Gaming is changing constantly, as we’ve observed in class. Most recently I read a blog that discussed how graphics will look in the coming year, and wow — it’s completely realistic. Check out this trailer to a game designing program coming out within the next year, CryENGINE 3.
The details are insane! It’s pretty awesome — the detail in the face of the man, the shadowing, the sophisticated lighting effects — it’s so realistic. The possibilities to create an authentic setting and experience seem pretty limitless with the advances in technology we’re moving towards. In a lot of ways, that’s really exciting.

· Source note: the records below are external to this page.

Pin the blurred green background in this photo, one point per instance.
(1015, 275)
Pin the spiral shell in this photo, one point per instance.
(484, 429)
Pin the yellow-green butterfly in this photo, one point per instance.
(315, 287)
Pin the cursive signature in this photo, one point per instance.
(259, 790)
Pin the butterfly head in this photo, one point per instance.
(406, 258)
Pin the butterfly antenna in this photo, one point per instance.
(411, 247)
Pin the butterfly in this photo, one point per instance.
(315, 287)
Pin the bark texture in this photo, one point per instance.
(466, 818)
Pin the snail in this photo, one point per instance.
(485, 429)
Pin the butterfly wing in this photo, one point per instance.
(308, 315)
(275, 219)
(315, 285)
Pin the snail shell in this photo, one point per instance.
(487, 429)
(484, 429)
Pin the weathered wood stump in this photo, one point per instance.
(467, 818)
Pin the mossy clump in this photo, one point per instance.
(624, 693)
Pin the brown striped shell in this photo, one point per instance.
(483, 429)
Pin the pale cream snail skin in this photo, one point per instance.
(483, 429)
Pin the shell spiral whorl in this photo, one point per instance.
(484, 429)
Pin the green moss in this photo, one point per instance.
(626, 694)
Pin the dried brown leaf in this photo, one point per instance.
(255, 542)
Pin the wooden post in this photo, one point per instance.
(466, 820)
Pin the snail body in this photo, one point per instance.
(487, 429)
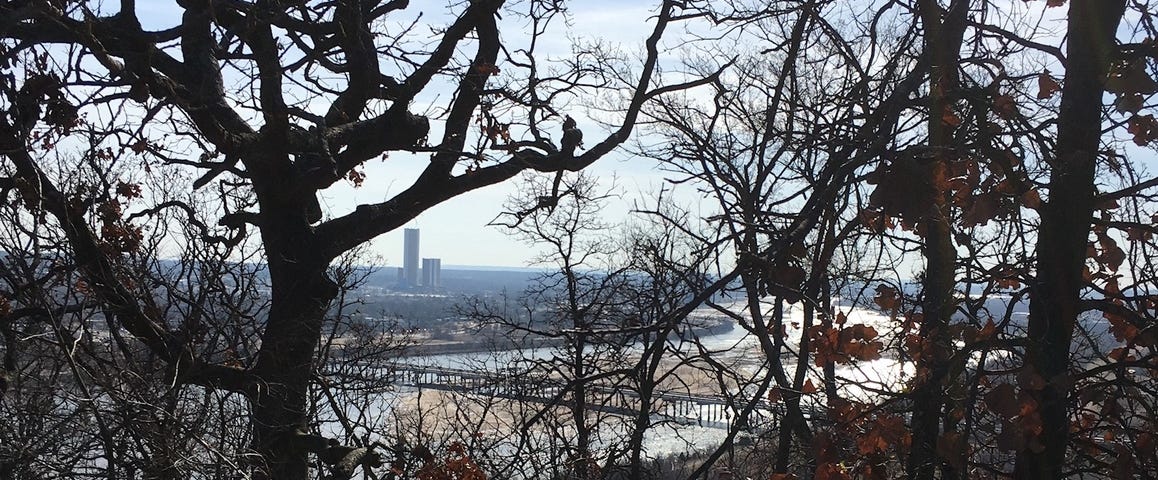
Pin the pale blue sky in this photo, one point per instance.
(456, 230)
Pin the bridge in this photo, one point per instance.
(686, 408)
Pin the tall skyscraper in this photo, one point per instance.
(410, 257)
(432, 272)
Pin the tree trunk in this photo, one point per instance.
(1064, 228)
(301, 294)
(943, 45)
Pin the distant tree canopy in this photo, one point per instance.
(173, 295)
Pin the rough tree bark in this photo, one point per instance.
(943, 34)
(1064, 228)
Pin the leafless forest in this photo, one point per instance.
(931, 222)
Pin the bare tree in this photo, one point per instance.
(268, 104)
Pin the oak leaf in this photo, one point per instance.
(1047, 86)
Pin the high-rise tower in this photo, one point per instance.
(410, 257)
(432, 272)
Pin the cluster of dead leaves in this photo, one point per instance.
(843, 345)
(457, 465)
(1017, 410)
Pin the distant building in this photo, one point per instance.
(432, 272)
(410, 257)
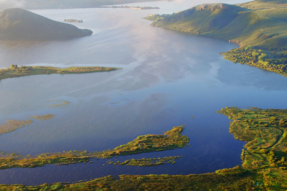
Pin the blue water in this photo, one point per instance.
(167, 77)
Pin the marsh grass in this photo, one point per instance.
(64, 103)
(147, 162)
(146, 143)
(15, 71)
(265, 154)
(43, 117)
(12, 125)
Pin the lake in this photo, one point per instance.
(167, 78)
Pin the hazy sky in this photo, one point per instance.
(4, 4)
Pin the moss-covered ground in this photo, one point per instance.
(259, 27)
(264, 165)
(265, 131)
(43, 117)
(12, 125)
(146, 143)
(64, 103)
(15, 71)
(147, 162)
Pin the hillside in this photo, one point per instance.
(259, 27)
(19, 24)
(48, 4)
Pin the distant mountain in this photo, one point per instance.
(19, 24)
(48, 4)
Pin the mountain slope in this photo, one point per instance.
(19, 24)
(262, 28)
(48, 4)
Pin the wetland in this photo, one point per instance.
(166, 79)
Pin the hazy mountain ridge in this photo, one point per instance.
(47, 4)
(19, 24)
(259, 24)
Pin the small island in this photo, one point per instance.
(22, 25)
(264, 164)
(147, 162)
(73, 21)
(131, 7)
(146, 143)
(259, 27)
(15, 71)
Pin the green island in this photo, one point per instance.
(15, 71)
(146, 162)
(259, 27)
(64, 103)
(146, 143)
(12, 125)
(43, 117)
(264, 165)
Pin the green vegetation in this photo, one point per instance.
(264, 165)
(147, 162)
(12, 125)
(15, 71)
(146, 143)
(210, 181)
(21, 25)
(64, 103)
(273, 60)
(43, 117)
(259, 27)
(48, 4)
(265, 132)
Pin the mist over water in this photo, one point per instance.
(167, 77)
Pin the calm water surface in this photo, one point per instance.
(167, 77)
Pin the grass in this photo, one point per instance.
(266, 150)
(64, 103)
(261, 25)
(146, 143)
(12, 125)
(264, 164)
(43, 117)
(15, 71)
(147, 162)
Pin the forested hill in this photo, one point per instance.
(19, 24)
(48, 4)
(257, 23)
(260, 27)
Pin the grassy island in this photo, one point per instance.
(147, 162)
(43, 117)
(64, 103)
(12, 125)
(146, 143)
(264, 165)
(15, 71)
(259, 27)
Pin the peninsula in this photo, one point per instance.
(146, 143)
(15, 71)
(21, 25)
(259, 27)
(264, 165)
(67, 4)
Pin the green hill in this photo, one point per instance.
(19, 24)
(260, 27)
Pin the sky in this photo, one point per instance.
(5, 4)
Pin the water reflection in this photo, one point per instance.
(166, 78)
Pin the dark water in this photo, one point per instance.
(167, 77)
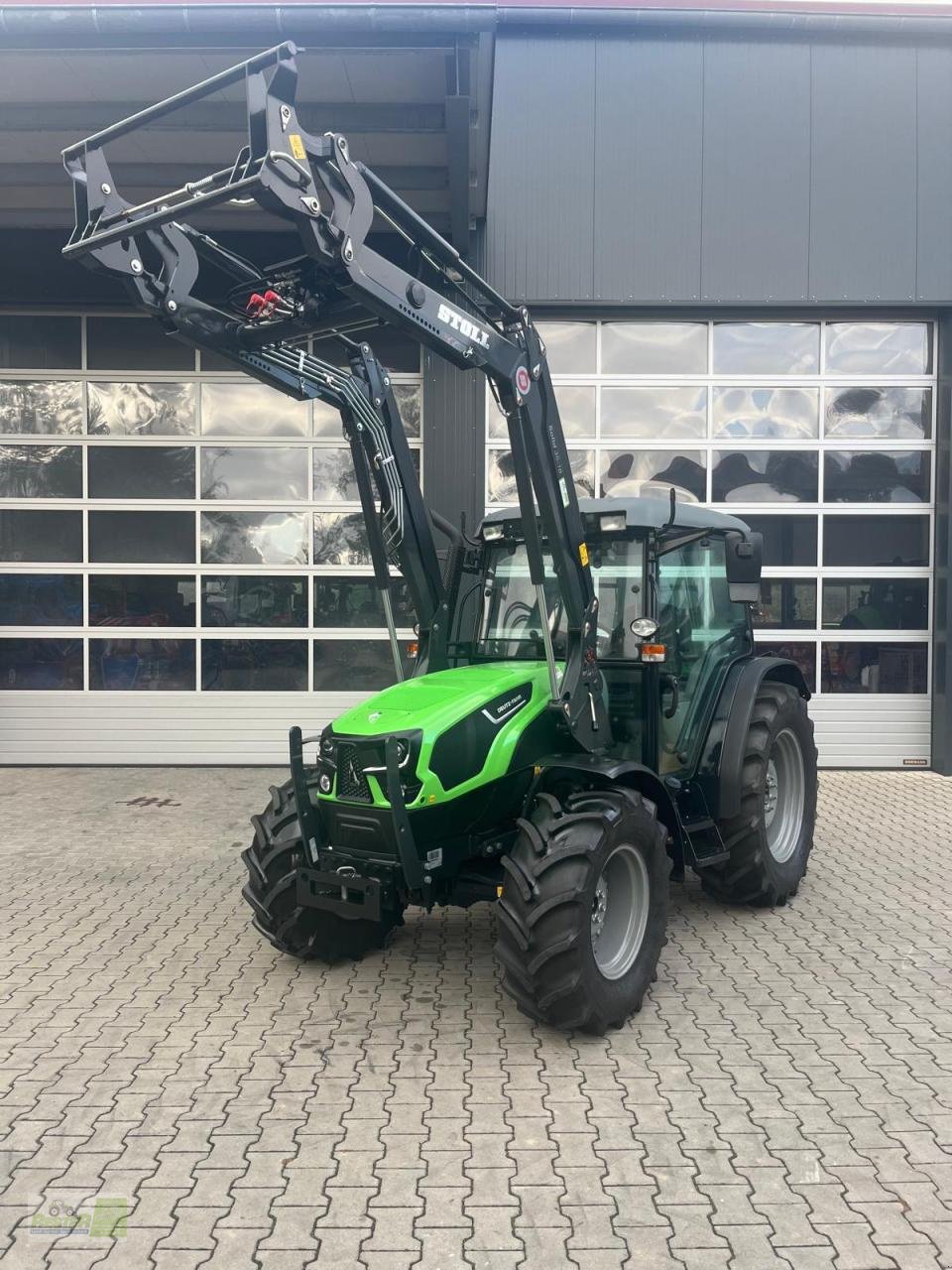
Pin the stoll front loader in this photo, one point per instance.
(587, 716)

Still, what really got me about this in particular is the drastic contrast to the games we’ve been playing in class, which are more concept based and arguably not graphic heavy or graphic focused. This truly alters the experience. I mean, think about interactive fiction where we get no images, only words that we use to interpret the author’s intended meaning and relate to our own experience and thus, create our own meaning. Then contrast it to the above trailer and the possibilities associated with it; the realism in games almost makes it mindless because what you see is simply, what it is. Furthermore, compare this experience to Nelson’s work, which relied on images to convey meaning but the images were abstract, cluttered, or non-literal. It’s the very opposite of the direction we’re moving in. That’s fine, but I can’t decide which experience is more valuable or even, more desirable.

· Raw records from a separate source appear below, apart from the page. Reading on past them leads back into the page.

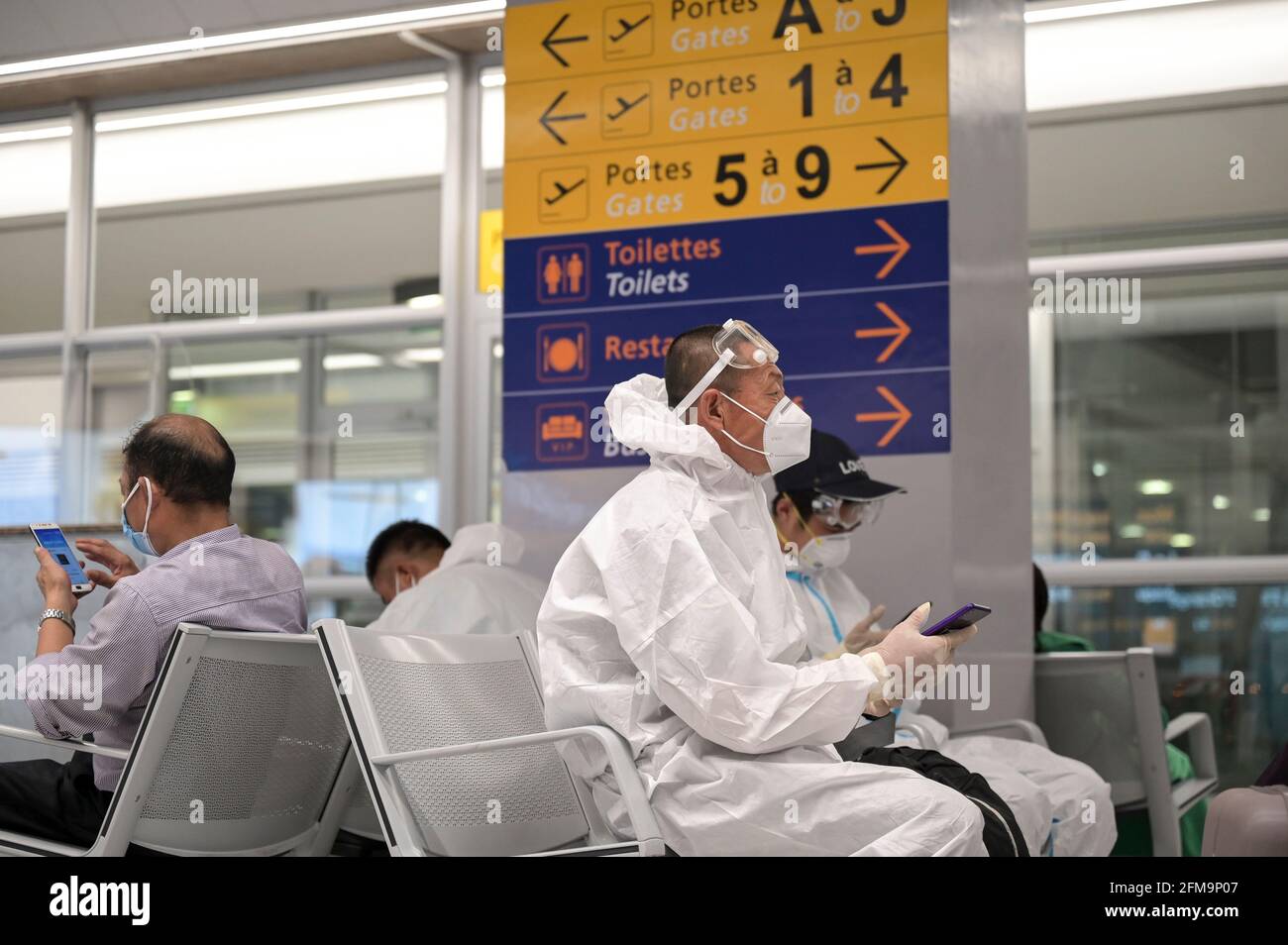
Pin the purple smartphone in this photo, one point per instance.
(960, 619)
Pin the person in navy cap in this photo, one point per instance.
(818, 506)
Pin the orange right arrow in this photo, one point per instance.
(901, 415)
(898, 249)
(900, 329)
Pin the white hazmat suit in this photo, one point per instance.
(1047, 791)
(477, 588)
(669, 621)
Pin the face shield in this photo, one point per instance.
(737, 344)
(846, 512)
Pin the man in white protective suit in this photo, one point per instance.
(818, 506)
(469, 584)
(669, 619)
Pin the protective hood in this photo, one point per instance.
(487, 544)
(640, 420)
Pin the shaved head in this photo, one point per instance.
(183, 455)
(690, 358)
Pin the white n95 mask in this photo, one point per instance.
(828, 551)
(786, 434)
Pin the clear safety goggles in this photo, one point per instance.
(737, 344)
(846, 512)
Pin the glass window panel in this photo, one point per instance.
(35, 179)
(224, 207)
(374, 454)
(31, 406)
(1202, 636)
(1167, 435)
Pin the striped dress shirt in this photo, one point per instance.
(222, 578)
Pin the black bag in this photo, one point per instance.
(1003, 833)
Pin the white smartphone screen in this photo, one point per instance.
(53, 541)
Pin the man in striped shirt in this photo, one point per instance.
(176, 483)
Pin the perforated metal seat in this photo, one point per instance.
(241, 751)
(454, 747)
(1102, 708)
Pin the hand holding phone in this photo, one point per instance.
(117, 563)
(51, 537)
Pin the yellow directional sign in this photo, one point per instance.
(855, 84)
(829, 168)
(580, 38)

When you play a game that looks so much like real life, there is a risk that there’s less to interpret; you’re not as encouraged to relate it to your experience or enhance your understanding of yourself through the game play because it’s all right there. Whereas with games we play in class, you have to dwell on your time playing because so much is left undefined by the images, words and directions. While I think both types of gaming are valuable in different ways, to me, this enhanced imaging is sort of limiting my experience to only what’s presented to me; essentially, it being so realistic almost makes it too straight-forward.

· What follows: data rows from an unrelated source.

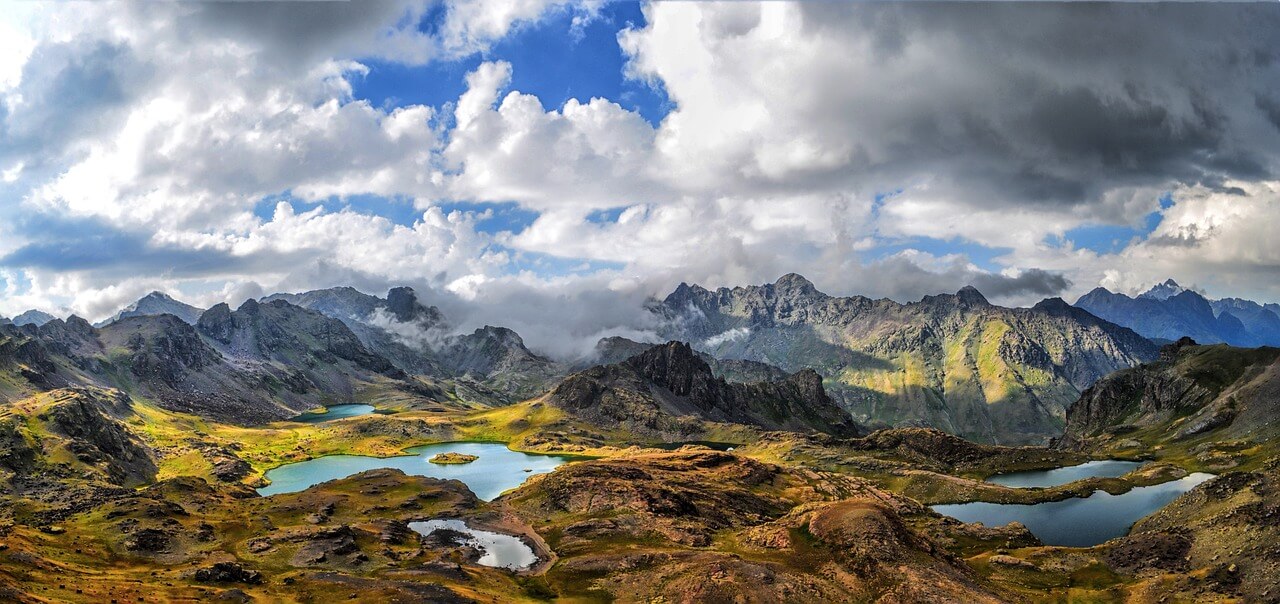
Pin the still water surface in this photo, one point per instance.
(1078, 522)
(499, 550)
(497, 470)
(1104, 468)
(334, 412)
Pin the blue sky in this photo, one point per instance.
(552, 59)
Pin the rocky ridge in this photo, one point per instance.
(955, 362)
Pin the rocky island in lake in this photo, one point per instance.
(451, 457)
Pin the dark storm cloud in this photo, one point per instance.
(1033, 282)
(1061, 103)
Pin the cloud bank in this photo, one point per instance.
(222, 150)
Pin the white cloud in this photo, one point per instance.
(726, 337)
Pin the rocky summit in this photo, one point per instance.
(1168, 312)
(955, 361)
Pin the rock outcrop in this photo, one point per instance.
(1191, 390)
(663, 389)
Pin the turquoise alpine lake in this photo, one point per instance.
(497, 549)
(1078, 522)
(496, 470)
(1104, 468)
(334, 412)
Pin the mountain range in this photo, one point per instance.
(156, 303)
(1169, 311)
(954, 361)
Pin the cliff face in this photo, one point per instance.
(1189, 390)
(955, 362)
(73, 433)
(667, 388)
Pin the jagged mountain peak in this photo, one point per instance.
(1164, 291)
(33, 317)
(156, 303)
(970, 294)
(795, 282)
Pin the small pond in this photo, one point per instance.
(1105, 468)
(498, 550)
(497, 470)
(1078, 522)
(334, 412)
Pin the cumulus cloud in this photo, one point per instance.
(726, 337)
(803, 137)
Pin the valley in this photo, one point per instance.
(151, 460)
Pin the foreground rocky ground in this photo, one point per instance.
(110, 498)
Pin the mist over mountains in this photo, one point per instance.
(950, 361)
(1168, 311)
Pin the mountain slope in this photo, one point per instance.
(156, 303)
(257, 364)
(33, 317)
(661, 389)
(1169, 311)
(490, 364)
(1192, 392)
(954, 362)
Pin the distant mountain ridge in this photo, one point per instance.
(156, 303)
(1169, 311)
(490, 364)
(659, 390)
(954, 361)
(256, 364)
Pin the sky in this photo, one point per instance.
(549, 165)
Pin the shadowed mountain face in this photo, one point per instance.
(1191, 392)
(1169, 311)
(659, 390)
(955, 362)
(32, 317)
(257, 364)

I also think this leads to another topic — escapism. Lately, I’ve noticed a trend in film and TV and such that the highest critically regarded media is that which paints life realistically. A recent example that I saw of this was George Clooney’s The Descendants, which was nominated for some Oscars and Academy Awards. Okay, fine, it’s a good movie but literally nothing happens; what I’m watching is the depressing truth about typical American families. It had heart and was beautifully filmed to show Hawaii not as paradise but as a place where people live and die. Why is this worth watching in the movies though, when I could look to a very similar story right next door? With the culmination of this realism in film and games and now social interaction becoming dependent on technology, I start to wonder why we value technology that essentially emulate real life rather than just living and enjoying our own reality?
So in this class, I think the best balance we’ve seen is The Path, which combined fairly good graphics with a narrative that still needed interpretation, and images that still required thought. We saw in discussion how everyone perceived similar conflicts between the sisters and growing up, but how we consumed those themes and related them to our own experience differently. I guess this argument may be hard to define because there are so many shades of gray, but in general, I appreciate that enhanced graphics and special effects have really improved in the last 50 years across the board, but I am concerned that we’re losing meaning and becoming disengaged by having everything presented to us in such realistic, straight-forward terms.